Las horas en las que huían del demonio del pasado o del futuro, de un presente que nunca los conectó con el líder del grupo guerrillero y que les hizo perder a muchos de los suyos por tener el apellido o un parecido físico con el mítico hombre que nunca conocieron.

La rabia contenida se transformó en frustración. Sus sobrinos restantes corrieron desplazados a otros departamentos, en especial al Huila, donde se refugió su hermana, hasta que le prendieron fuego al cambuche que habitaba con el más pequeño de los Marín.

También Ruth murió llena de pesares, sin conocer el paradero de dos de ellos, que aún se encuentran desaparecidos. Hoy, a Luz Mila Marín Cardona le siguen faltando las respuestas a situaciones absurdas, como la ocurrida en 1990, año en el que, desde Bogotá, un general de la República evitó que su hijo jurara bandera y siguiera la carrera militar, argumentando razones de seguridad para su familia.

Los Marín han cargado con el dolor de la vida y el peso de la muerte en sus espaldas. Como muchos colombianos, han preferido guardar la última sonrisa de los suyos en el sano ejercicio de perdonar las estelas que deja un círculo vicioso de poder y muerte.

Con el aire de familia, bajan la mirada y esquivan las lágrimas del recuerdo para exponer una visión más esperanzadora de la vida.

Paradójicamente, en Armenia, Jorge y Luz Mila Marín pasan las tardes a unas cuadras de distancia, sin conocerse ni mirarse para hablar del pasado. No saben qué grado de consanguinidad los une, pero son seres más conscientes de su fragilidad, de la necesidad de llenarse de valor para transmitir a sus hijos y nietos el mensaje de la reconciliación.

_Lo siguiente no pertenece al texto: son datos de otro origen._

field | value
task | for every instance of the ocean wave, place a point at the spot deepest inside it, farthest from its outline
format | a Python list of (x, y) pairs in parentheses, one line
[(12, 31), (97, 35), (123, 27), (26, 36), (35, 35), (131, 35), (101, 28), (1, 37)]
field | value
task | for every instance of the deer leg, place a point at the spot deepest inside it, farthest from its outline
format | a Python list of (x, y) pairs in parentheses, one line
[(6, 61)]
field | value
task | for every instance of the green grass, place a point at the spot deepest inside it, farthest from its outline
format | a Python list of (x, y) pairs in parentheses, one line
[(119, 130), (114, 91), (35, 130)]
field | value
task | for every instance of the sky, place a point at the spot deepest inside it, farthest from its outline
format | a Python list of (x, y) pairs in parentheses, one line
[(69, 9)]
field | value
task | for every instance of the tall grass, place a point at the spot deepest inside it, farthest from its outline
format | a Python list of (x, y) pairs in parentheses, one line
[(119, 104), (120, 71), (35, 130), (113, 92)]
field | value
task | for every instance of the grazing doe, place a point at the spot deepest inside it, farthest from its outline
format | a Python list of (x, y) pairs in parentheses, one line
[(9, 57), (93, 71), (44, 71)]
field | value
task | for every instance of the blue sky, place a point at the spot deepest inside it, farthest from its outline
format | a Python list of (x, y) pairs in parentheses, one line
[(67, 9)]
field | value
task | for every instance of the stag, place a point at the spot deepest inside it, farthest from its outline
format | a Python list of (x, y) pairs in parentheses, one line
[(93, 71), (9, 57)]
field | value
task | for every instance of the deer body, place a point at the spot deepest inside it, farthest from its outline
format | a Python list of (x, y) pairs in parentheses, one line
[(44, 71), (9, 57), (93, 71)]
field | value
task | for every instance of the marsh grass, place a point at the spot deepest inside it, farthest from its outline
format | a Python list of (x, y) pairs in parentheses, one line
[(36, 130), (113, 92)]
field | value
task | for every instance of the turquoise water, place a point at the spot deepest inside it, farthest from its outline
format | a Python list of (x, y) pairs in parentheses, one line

Todos se fueron. Dejaron de contar sus muertos.

Perdonaron y hablan con sus amigos de estas ausencias, con la esperanza de que los demás entendamos que las historias pueden repetirse, pero que la violencia se aloja sólo en quienes no son capaces de erradicar el odio.

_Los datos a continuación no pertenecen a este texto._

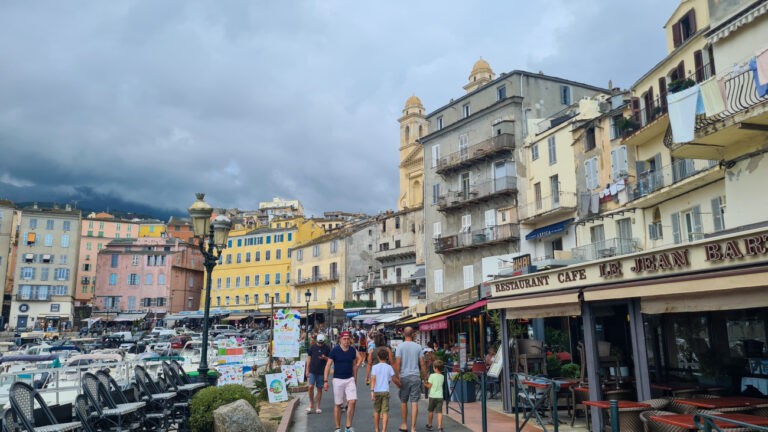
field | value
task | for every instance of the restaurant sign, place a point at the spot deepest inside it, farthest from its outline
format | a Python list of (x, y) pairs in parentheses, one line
[(702, 255)]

Los dos comprendieron que todas las sangres son iguales, que destilar veneno en vez de respirar no era la opción a elegir, porque asumieron con lágrimas y penas que la injusticia no es divina sino humana y que llegó la hora de construir la paz en un ejercicio verdadero que nazca como bálsamo para la reconstrucción de las familias colombianas.